…We got the call. We waited with nervous excitement mixed with bittersweet sadness. We kissed our sweet baby girl goodbye as a team of doctors and nurses carefully rolled her down the halls of the ICU at BC Children’s into the OR. Two years have gone by and sometimes it feels like a lifetime has passed, sometimes it’s as if time has stood still. Every day we have had with Addison since then has been a gift.
There are moments when life is so normal, I forget just how far we’ve come in the past two years. Even being able to say that is pretty freaking amazing considering where we were on May 7, 2011. And actually, there is a lot more normal in our “new normal” than I ever thought possible. Every now and then, I dare to dream way down the road in the future. They are just brief bubbles of hope that dissipate quickly, but they are there. Then there are those moments when I am overwhelmed with emotion as I laugh at something silly Addison has said or done. My heart melts a little bit every time she gives me a big hug or says, “Wuv you!” I am just in awe that this is my brave and beautiful daughter who fought her way back from the brink of death. Then I am filled with a rush of gratitude and profound sadness for baby Audrey’s family.

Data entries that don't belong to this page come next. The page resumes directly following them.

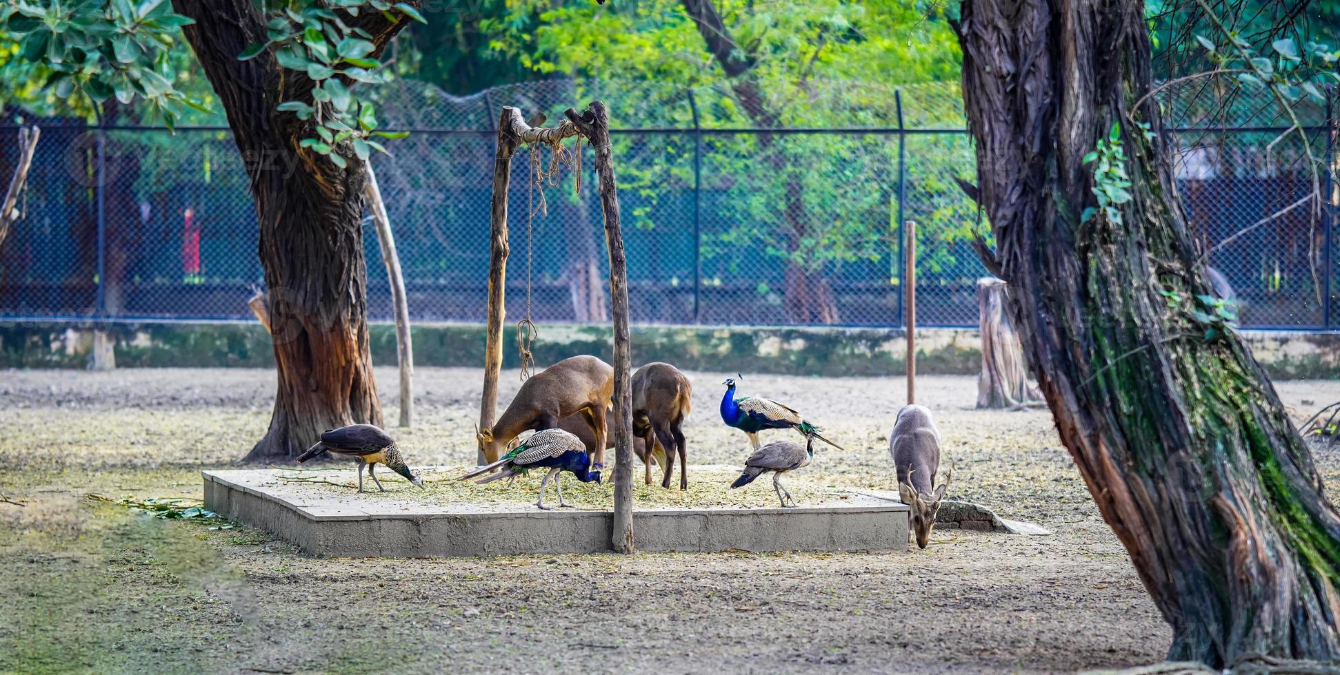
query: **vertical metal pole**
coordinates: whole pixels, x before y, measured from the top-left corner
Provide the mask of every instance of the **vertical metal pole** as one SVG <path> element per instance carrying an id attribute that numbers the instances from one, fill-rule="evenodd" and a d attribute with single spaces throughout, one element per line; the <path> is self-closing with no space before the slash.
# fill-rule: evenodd
<path id="1" fill-rule="evenodd" d="M 693 323 L 702 323 L 702 125 L 698 121 L 698 102 L 689 88 L 689 110 L 693 112 Z"/>
<path id="2" fill-rule="evenodd" d="M 907 133 L 903 127 L 903 91 L 894 90 L 894 106 L 898 108 L 898 224 L 903 226 L 907 221 L 903 218 L 903 202 L 907 201 Z M 906 233 L 906 228 L 903 228 Z M 903 253 L 906 250 L 903 240 L 906 236 L 898 237 L 898 260 L 902 265 L 899 276 L 903 281 L 903 288 L 907 288 L 907 257 Z M 903 301 L 903 325 L 911 325 L 907 315 L 907 301 Z M 911 335 L 909 332 L 909 335 Z"/>
<path id="3" fill-rule="evenodd" d="M 1325 241 L 1325 250 L 1321 253 L 1321 279 L 1325 284 L 1321 292 L 1321 328 L 1331 328 L 1332 313 L 1331 305 L 1332 295 L 1335 295 L 1333 287 L 1333 272 L 1335 272 L 1335 229 L 1336 229 L 1336 202 L 1335 202 L 1335 188 L 1331 185 L 1331 167 L 1335 166 L 1335 139 L 1336 139 L 1336 119 L 1335 119 L 1335 98 L 1340 94 L 1340 90 L 1331 87 L 1327 90 L 1327 166 L 1325 166 L 1325 188 L 1323 189 L 1323 198 L 1325 200 L 1325 210 L 1323 216 L 1323 233 Z"/>
<path id="4" fill-rule="evenodd" d="M 107 131 L 103 118 L 98 115 L 98 175 L 94 188 L 95 208 L 98 209 L 98 307 L 95 309 L 99 320 L 107 316 Z"/>
<path id="5" fill-rule="evenodd" d="M 903 224 L 907 233 L 907 293 L 903 305 L 907 307 L 907 404 L 917 403 L 917 224 Z"/>

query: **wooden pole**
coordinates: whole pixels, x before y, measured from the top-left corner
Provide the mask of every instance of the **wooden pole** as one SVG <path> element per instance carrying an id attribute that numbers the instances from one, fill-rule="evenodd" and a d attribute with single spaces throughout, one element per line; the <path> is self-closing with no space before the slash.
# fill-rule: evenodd
<path id="1" fill-rule="evenodd" d="M 373 163 L 364 162 L 367 181 L 363 190 L 373 208 L 373 222 L 377 225 L 377 241 L 382 246 L 382 262 L 391 284 L 391 301 L 395 308 L 395 355 L 401 366 L 401 426 L 407 427 L 414 421 L 414 346 L 410 343 L 410 308 L 405 293 L 405 277 L 401 275 L 401 257 L 395 253 L 395 236 L 391 234 L 391 220 L 386 216 L 386 202 L 382 189 L 377 185 Z"/>
<path id="2" fill-rule="evenodd" d="M 484 395 L 480 399 L 480 429 L 492 429 L 498 408 L 498 378 L 503 374 L 503 307 L 507 285 L 507 189 L 516 142 L 508 129 L 508 110 L 498 119 L 498 145 L 493 155 L 493 201 L 489 209 L 489 309 L 484 338 Z M 482 465 L 484 450 L 476 461 Z"/>
<path id="3" fill-rule="evenodd" d="M 610 303 L 614 311 L 614 532 L 611 544 L 619 553 L 634 550 L 632 538 L 632 354 L 628 335 L 628 268 L 619 225 L 619 192 L 610 158 L 610 118 L 604 103 L 587 104 L 578 115 L 564 115 L 591 141 L 595 174 L 604 210 L 604 242 L 610 249 Z"/>
<path id="4" fill-rule="evenodd" d="M 40 135 L 42 129 L 35 126 L 19 129 L 19 166 L 13 170 L 9 189 L 5 190 L 4 202 L 0 204 L 0 244 L 4 244 L 4 237 L 9 233 L 9 225 L 15 220 L 19 194 L 23 193 L 23 186 L 28 181 L 28 167 L 32 166 L 32 153 L 38 150 Z"/>
<path id="5" fill-rule="evenodd" d="M 917 222 L 906 221 L 903 229 L 907 232 L 907 245 L 903 250 L 906 260 L 907 287 L 903 303 L 907 307 L 907 404 L 917 403 Z"/>
<path id="6" fill-rule="evenodd" d="M 484 338 L 484 395 L 480 396 L 480 429 L 492 429 L 497 417 L 498 378 L 503 374 L 503 319 L 504 287 L 507 285 L 507 190 L 511 179 L 512 154 L 520 143 L 548 143 L 578 134 L 571 122 L 557 127 L 532 127 L 521 118 L 521 111 L 504 106 L 498 117 L 498 145 L 493 155 L 493 201 L 489 209 L 489 309 Z M 608 141 L 606 141 L 608 143 Z M 616 216 L 618 217 L 618 216 Z M 484 451 L 476 455 L 485 463 Z"/>

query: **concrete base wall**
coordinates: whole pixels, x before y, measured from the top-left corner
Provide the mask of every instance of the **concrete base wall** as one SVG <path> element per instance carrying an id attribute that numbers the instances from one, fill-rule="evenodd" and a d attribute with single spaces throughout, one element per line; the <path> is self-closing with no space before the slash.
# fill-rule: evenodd
<path id="1" fill-rule="evenodd" d="M 507 328 L 504 344 L 516 344 Z M 118 324 L 106 328 L 118 367 L 272 367 L 269 335 L 259 324 Z M 373 360 L 395 364 L 395 331 L 370 328 Z M 1245 331 L 1256 358 L 1274 378 L 1340 378 L 1340 332 Z M 94 338 L 66 324 L 0 323 L 0 367 L 84 368 Z M 917 331 L 917 367 L 925 374 L 977 374 L 981 338 L 970 328 Z M 788 375 L 902 375 L 902 329 L 659 327 L 632 329 L 634 362 L 663 360 L 686 370 L 732 370 Z M 610 359 L 610 329 L 599 325 L 541 324 L 533 352 L 548 364 L 578 354 Z M 517 367 L 516 350 L 503 351 Z M 414 327 L 417 366 L 484 364 L 484 327 Z"/>
<path id="2" fill-rule="evenodd" d="M 271 470 L 202 471 L 205 508 L 314 556 L 431 557 L 600 553 L 604 510 L 470 510 L 352 497 L 310 500 Z M 851 505 L 847 505 L 851 504 Z M 634 512 L 638 550 L 906 550 L 907 506 L 851 497 L 842 506 Z"/>

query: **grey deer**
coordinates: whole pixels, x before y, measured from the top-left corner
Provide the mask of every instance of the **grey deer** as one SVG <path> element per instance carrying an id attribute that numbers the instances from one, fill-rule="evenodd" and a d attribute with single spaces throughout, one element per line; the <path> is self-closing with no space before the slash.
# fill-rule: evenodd
<path id="1" fill-rule="evenodd" d="M 894 421 L 894 433 L 888 439 L 888 454 L 894 457 L 898 471 L 898 496 L 911 508 L 910 521 L 917 545 L 926 548 L 930 530 L 935 526 L 939 502 L 945 498 L 953 469 L 934 486 L 939 471 L 939 430 L 925 406 L 903 406 Z"/>

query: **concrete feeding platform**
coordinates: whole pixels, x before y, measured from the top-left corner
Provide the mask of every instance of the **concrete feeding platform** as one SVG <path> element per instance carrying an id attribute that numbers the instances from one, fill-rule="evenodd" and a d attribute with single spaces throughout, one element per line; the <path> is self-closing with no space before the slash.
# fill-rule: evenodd
<path id="1" fill-rule="evenodd" d="M 426 504 L 409 490 L 322 492 L 284 481 L 281 475 L 291 471 L 283 469 L 201 473 L 205 508 L 268 530 L 314 556 L 610 550 L 610 509 L 544 512 L 515 504 Z M 371 482 L 367 487 L 373 489 Z M 824 502 L 796 509 L 635 509 L 632 526 L 638 550 L 907 550 L 907 506 L 836 487 L 825 492 Z"/>

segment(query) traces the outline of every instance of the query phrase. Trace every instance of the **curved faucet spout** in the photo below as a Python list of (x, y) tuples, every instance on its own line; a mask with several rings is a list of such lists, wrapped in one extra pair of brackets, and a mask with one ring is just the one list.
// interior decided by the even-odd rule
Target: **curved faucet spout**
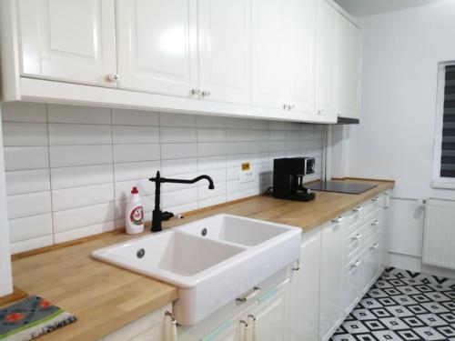
[[(155, 209), (153, 210), (152, 217), (152, 232), (161, 231), (161, 220), (163, 213), (161, 212), (160, 206), (160, 195), (161, 195), (161, 184), (171, 183), (171, 184), (194, 184), (202, 179), (208, 181), (208, 189), (215, 189), (215, 185), (210, 176), (203, 175), (195, 177), (191, 180), (186, 179), (168, 179), (167, 177), (161, 177), (159, 171), (157, 172), (157, 176), (151, 177), (148, 180), (155, 183)], [(166, 213), (166, 212), (165, 212)]]

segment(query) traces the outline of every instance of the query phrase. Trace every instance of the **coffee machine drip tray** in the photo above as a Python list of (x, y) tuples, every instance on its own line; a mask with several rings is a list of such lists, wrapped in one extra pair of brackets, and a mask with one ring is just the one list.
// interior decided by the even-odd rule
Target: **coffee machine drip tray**
[(374, 188), (377, 185), (347, 183), (344, 181), (318, 181), (306, 184), (305, 186), (313, 191), (347, 193), (351, 195), (359, 195)]

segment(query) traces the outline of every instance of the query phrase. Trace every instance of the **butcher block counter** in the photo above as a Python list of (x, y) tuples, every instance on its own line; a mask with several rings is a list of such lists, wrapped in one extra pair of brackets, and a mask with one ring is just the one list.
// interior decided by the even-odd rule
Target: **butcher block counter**
[[(298, 226), (310, 231), (360, 203), (394, 186), (393, 181), (350, 180), (377, 185), (360, 195), (317, 192), (302, 203), (259, 196), (190, 212), (163, 223), (169, 228), (208, 216), (226, 213)], [(148, 230), (148, 229), (147, 229)], [(96, 340), (177, 299), (174, 286), (93, 259), (93, 250), (136, 236), (109, 233), (66, 246), (14, 256), (15, 286), (45, 297), (77, 316), (77, 322), (40, 340)]]

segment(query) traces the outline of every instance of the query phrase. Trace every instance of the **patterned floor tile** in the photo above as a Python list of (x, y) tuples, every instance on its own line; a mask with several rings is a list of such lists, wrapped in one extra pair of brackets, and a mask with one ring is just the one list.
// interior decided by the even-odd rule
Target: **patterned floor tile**
[(455, 280), (389, 268), (330, 340), (455, 341)]

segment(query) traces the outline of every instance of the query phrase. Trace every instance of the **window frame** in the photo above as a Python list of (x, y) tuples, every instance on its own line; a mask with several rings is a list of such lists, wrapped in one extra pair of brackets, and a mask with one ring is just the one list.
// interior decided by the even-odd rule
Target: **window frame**
[(446, 66), (455, 65), (455, 61), (440, 63), (438, 65), (438, 89), (436, 96), (436, 125), (434, 131), (433, 181), (431, 187), (455, 189), (455, 177), (440, 176), (442, 155), (442, 127), (444, 118), (444, 91), (446, 84)]

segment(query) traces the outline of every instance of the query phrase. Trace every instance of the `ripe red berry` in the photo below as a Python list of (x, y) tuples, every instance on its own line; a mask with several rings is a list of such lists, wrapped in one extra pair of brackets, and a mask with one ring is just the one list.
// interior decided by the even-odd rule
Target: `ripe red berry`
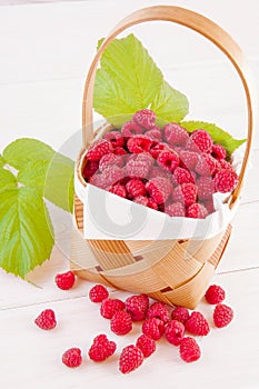
[(57, 275), (54, 277), (54, 281), (58, 288), (62, 289), (62, 290), (68, 290), (71, 289), (74, 285), (76, 281), (76, 277), (74, 273), (72, 271), (67, 271), (61, 275)]
[(51, 330), (57, 326), (54, 311), (52, 309), (43, 310), (34, 320), (34, 323), (42, 330)]
[(77, 368), (82, 363), (81, 350), (77, 347), (68, 349), (62, 355), (62, 362), (69, 368)]
[(233, 311), (230, 307), (219, 303), (215, 308), (213, 321), (215, 326), (218, 328), (226, 327), (230, 323), (233, 318)]
[(193, 338), (183, 338), (180, 342), (180, 357), (185, 362), (193, 362), (200, 358), (200, 348)]

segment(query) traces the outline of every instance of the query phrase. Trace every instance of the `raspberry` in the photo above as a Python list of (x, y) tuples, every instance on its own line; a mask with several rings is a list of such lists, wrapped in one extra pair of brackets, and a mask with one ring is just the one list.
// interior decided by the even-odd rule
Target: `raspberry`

It was late at night when Addison was wheeled away for her surgery. The heart transplant actually took place in the early hours of May 8, 2011 – my first Mother’s Day. This weekend, we are celebrating my third Mother’s Day in true McYong fashion…by heading off on another family vacation, making more of those “forever memories”.
In the end, it’s not going to matter how many breaths you took, but how many moments took your breath away.